Most enterprise AI projects do not fail because the model is weak. They fail because the agent reads the company's documents without understanding the company. Gartner expected most AI projects without AI-ready data to be abandoned by 2026, and by mid-2025 a large share of firms had already pulled back. The pattern is consistent. The bot can quote the wiki. It cannot answer like someone who works there.
The fix is not a bigger model. It is a context layer.
Start with what plain RAG actually does
Retrieval-augmented generation embeds your documents into vectors, finds the chunks most similar to the question, and pastes them into the prompt. For "find the passage that answers this," it works.
Its limits are structural, not a tuning problem. Fixed chunking splits related content across chunk boundaries, so the sentence you need sits in a chunk that never gets retrieved. Embedding similarity is not relevance. And the whole pipeline sits downstream of your source: if the source is stale or ungoverned, no reranker saves you. Retrieval, not generation, is where most enterprise answers go wrong.
So the question becomes: what does the agent need beyond "paragraphs that look like the query"? It needs definitions, and it needs relationships.
Definitions: the semantic layer
Ask three teams what "active customer" means and you get three answers. An agent writing SQL against raw tables invents a fourth.
A semantic layer fixes this. It defines metrics and business terms once, in one governed place, then serves them to dashboards, notebooks, and agents through an API. dbt's Semantic Layer, Cube, and AtScale do this today. In 2025, dbt Labs, Snowflake, and Salesforce started the Open Semantic Interchange to standardize these definitions in vendor-neutral YAML, so a metric defined once is consumed everywhere.
For an agent, this is the difference between guessing "net revenue" from a column name and computing it the way Finance signed off on. Teams report large accuracy gains when an LLM queries a semantic layer instead of raw tables. That is the first half of understanding the business: shared meaning.
Relationships: knowledge graphs and GraphRAG
The second half is connection. "Which customers are affected if a supplier in this region goes down?" is not a similarity search. It is a chain: region, supplier, factory, product, customer. Vector search matches words. It cannot walk that chain.
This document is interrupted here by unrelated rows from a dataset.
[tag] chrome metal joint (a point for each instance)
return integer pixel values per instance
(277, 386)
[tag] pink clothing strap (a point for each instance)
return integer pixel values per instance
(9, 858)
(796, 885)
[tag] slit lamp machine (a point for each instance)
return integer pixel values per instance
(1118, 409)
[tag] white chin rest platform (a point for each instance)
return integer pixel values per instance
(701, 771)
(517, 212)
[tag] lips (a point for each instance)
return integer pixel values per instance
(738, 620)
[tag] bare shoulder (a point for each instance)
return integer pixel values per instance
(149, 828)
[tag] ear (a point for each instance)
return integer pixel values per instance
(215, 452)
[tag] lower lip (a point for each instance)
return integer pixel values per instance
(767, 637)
A knowledge graph models data as entities and typed relationships, so the connections documents only imply become things you can traverse. GraphRAG, Microsoft's open technique from 2024, uses an LLM to extract those entities and relationships from your corpus, then retrieves over the graph instead of over loose chunks. It outperforms plain RAG on multi-hop questions, the ones that require linking facts scattered across documents.
This is the move from retrieval to reasoning. Graph traversal answers "how are these connected," which is most of the hard questions a business actually asks.
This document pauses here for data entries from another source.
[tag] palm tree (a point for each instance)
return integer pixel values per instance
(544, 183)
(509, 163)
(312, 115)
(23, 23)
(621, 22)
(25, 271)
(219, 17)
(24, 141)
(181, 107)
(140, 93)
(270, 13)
The honest caveat: graphs cost more to build and are overkill for single-fact lookups. The strong systems are hybrid. Graph for relationships and multi-hop, vectors for fuzzy match over unstructured text, and the agent decides per query. Use the expensive tool only where it earns its cost.
One interface: MCP
A semantic layer and a graph are no use if every agent needs a custom connector to reach them. That was the old problem: every model times every data source, all bespoke.
The Model Context Protocol, Anthropic's open standard from late 2024, gives agents one permissioned interface to tools and data. OpenAI and Google adopted it through 2025, and it now sits under the Linux Foundation. MCP is the plumbing, the standard way to fetch context. It is not the meaning. Do not confuse the two. A clean MCP server in front of an ungoverned warehouse is a fast path to a wrong answer.
Context engineering, and the part nobody can skip
More context is not better. Every major model tested in a 2025 study got worse as the input grew. So the layer has to be selective: fetch the right thing, not everything. That discipline, deciding what enters the window for the next step, is context engineering.
And it has to be governed. The hard truth most teams miss: they control who can call the agent but not what the agent retrieves once called. Permissions belong in the retrieval path. Row-level security so the agent sees only authorized records. Column masking for sensitive fields. Audit logs on every access, because GDPR and SOX do not care that an AI made the query. And freshness, with staleness signals, so the agent does not cite last quarter's truth with full confidence.
The arc
Plain RAG retrieves chunks. A semantic layer gives the agent shared definitions. A knowledge graph gives it relationships. MCP gives it one governed way in. Together they move the agent from "find me a paragraph" to "reason over a structured model of the business," with permissions and an audit trail intact.
That is the layer worth building. The model was never the hard part.